Acquired taste refers to the phenomenon of learning to prefer a flavor or food we initially do not like, following repeated ingestion. When we experience no unpleasant side effects from unpalatable food, but instead feel an unexpected rewarding sensation, the brain updates this information, reducing our aversion to it. This occurs because parts of the brain that control information on reward and learning interact with the taste center of the brain.

This mechanism is central to our survival because it helps us avoid food that is harmful to us, and ingest those that we find rewarding or nutritive. It is thanks to this mechanism that you’re able to enjoy your morning cup of coffee, despite its inherent bitter taste, and get that buzz! And if your child hates asparagus or raw oysters, the key is to make them try it again… good luck!

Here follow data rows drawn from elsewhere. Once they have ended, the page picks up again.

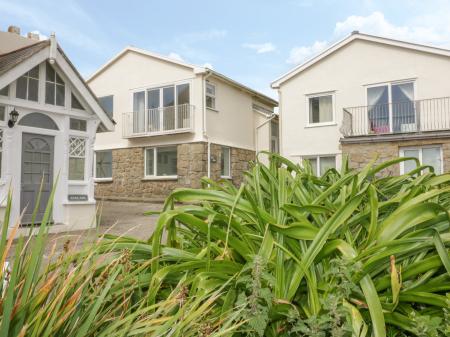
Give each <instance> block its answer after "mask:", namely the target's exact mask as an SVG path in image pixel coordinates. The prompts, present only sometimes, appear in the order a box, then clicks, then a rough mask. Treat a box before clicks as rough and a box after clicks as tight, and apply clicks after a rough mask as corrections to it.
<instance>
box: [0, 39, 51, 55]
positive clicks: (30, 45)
mask: <svg viewBox="0 0 450 337" xmlns="http://www.w3.org/2000/svg"><path fill="white" fill-rule="evenodd" d="M44 43H50V40H43V41H36V43H33V44H30V45H28V46H23V47H20V48H17V49H14V50H11V51H9V52H7V53H3V54H0V57H3V56H7V55H9V54H13V53H17V52H18V51H22V50H25V49H28V48H31V47H36V46H37V45H38V44H44Z"/></svg>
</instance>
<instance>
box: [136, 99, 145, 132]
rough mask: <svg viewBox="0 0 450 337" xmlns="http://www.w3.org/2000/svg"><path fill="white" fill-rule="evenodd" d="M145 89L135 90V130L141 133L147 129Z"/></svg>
mask: <svg viewBox="0 0 450 337" xmlns="http://www.w3.org/2000/svg"><path fill="white" fill-rule="evenodd" d="M144 114H145V91H139V92H135V93H134V94H133V132H135V133H139V132H144V131H145V125H144V119H145V115H144Z"/></svg>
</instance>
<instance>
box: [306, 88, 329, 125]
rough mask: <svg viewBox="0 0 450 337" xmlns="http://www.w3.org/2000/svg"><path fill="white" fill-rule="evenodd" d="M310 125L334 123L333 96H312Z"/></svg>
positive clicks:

References (click to expand)
  1. Harris, G., & Mason, S. (2017, April 29). Are There Sensitive Periods for Food Acceptance in Infancy?. Current Nutrition Reports. Springer Science and Business Media LLC.
  2. Cornelis, M. C., & van Dam, R. M. (2021, December 13). Genetic determinants of liking and intake of coffee and other bitter foods and beverages. Scientific Reports. Springer Science and Business Media LLC.
  3. Yamamoto, T. (2006). Neural substrates for the processing of cognitive and affective aspects of taste in the brain. Archives of Histology and Cytology. International Society of Histology & Cytology.
  4. Risso, D. S., et al. (2014). Association Analysis of Bitter Receptor Genes in Five Isolated Populations Identifies a Significant Correlation between TAS2R43 Variants and Coffee Liking. PLOS ONE.
  5. Mennella, J. A., & Bobowski, N. K. (2015). The sweetness and bitterness of childhood: Insights from basic research on taste preferences. Physiology & Behavior. Elsevier BV.
  6. Lawson, C. C., LeMasters, G. K., & Wilson, K. A. (2004). Changes in caffeine consumption as a signal of pregnancy. Reproductive Toxicology. Elsevier BV.
  7. Dysgeusia (Altered Taste): Causes & Treatment. Cleveland Clinic.